Sunrise hit morning clouds.

I wandered through the woods with Bear on our morning outing.

The just past full moon was still high to the west.

A colorful morning.

Moonlight tortillas

I am a morning person.

With the exception of the few times – as in I don’t need all 10 fingers to count – I’ve needed to catch the dark-o-clock flight out of Glacier Park International Airport, I haven’t used an alarm for morning wake up in over 18 years.

I am up with the chickens and neighborhood rooster in the morning and typically in bed and asleep before 9:30 at night.

But tonight, I was making tortillas at 8:00.

The last tortilla went in the skillet at 8:20.

There are a dozen tortillas in those towells. Eleven will make it into the frig and freezer. I always eat one hot tortilla, fresh from the skillet. Tonight it was wrapped around Black Forest Ham and enjoyed as I prepared this post and remembered the making.

I rolled tortillas, watching the one in the skillet, flipping/removing to the warm towells…with the kitchen windows open and the cool night air wafting in. Such an unusual time for me and such an unusual experience of light, of dark, of air and sound.

When that last tortilla was done, I took the rolling cloth outside for a shake-off…

…and saw the moon.

The second full moon of August

Slightly more than 1 hour before the moon reached its fullest, Bear and I went down the road home in the Jeep to watch that nearly full moon set over a just cut wheat field. It was 45F: cool, clear and beautiful.

I was almost 14 when Neil Armstrong first walked on the moon and today his life is to be remembered.
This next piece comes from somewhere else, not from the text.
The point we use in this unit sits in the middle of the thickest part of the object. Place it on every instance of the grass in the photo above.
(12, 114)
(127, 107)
When the moon is full and large on the horizon, it seems further away and harder to get to than when small and high in the sky. It was an incredible time when man walked on the moon and what an adventure – even for me, watching safely from earth. To see not only the moon, but the photos of earth from the moon: a different perspective.

The last day of August 2012: the second full moon. Happy Friday!